The population does not understand-nor has any reason to understand-the fall of the price of petroleum; neither do they understand the necessity to keep the deficit in governmental expenses stable. They understand, oh yes, that the austerity measures are directed to them, that those who make these “painful” decisions abstain from carrying them out in their own environments, their own lives, and that, finally, someone is using them as cannon fodder.

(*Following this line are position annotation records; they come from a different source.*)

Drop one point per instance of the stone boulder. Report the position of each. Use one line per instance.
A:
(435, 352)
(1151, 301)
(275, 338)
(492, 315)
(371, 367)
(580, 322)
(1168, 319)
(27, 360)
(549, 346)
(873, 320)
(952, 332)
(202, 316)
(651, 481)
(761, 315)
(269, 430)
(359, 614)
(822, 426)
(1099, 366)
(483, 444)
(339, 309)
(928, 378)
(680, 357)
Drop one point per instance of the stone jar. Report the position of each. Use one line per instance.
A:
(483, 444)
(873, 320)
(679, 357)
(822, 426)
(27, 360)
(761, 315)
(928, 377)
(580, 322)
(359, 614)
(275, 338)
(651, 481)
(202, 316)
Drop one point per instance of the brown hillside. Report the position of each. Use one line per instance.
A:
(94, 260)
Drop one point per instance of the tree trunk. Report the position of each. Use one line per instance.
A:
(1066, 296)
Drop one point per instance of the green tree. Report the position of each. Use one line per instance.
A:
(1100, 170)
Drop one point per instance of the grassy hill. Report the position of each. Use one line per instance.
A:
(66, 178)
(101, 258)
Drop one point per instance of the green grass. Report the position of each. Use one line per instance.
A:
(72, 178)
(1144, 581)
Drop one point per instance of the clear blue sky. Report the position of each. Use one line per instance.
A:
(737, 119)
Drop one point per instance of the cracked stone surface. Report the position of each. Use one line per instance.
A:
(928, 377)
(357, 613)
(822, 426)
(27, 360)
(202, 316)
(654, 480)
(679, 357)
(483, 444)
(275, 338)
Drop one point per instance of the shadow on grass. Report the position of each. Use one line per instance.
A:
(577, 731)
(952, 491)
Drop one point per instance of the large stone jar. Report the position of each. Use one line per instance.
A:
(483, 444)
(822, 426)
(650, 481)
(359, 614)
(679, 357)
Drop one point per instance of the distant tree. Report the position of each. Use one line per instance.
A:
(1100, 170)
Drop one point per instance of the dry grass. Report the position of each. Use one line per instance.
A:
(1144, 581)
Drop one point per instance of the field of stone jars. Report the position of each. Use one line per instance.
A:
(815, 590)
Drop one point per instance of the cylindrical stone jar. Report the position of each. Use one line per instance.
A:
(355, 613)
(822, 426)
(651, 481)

This they understand very well, And there is no one to give them any satisfaction.
Because they are not going to come to tell us-at this stage in the game-that neoliberalism (in the United States known as neoconservatism) is interested in the human person in his or her concrete circumstances. The people matter as much as a radish, and they will always be sacrificed, so that the numbers multiply geometrically and Wall Street (“gualstrit”) will not have a bad opinion of our country, a banana republic, under-developed, Native American, and, worst of all, Catholic.
Here we have the authentic reasoning of the bad ethics that consists in putting the government, the state, the party, over the people. Here we have, if you haven’t noticed it, the real problem of neoconservatism in its savage version; that more children die of hunger, in order that sound finances and our international reserves keep growing….
El Observador de la Actualidad is a lay Catholic weekly published in Querétaro, México.
Houston Catholic Worker, Vol. XIX, No. 1, January-February 1999.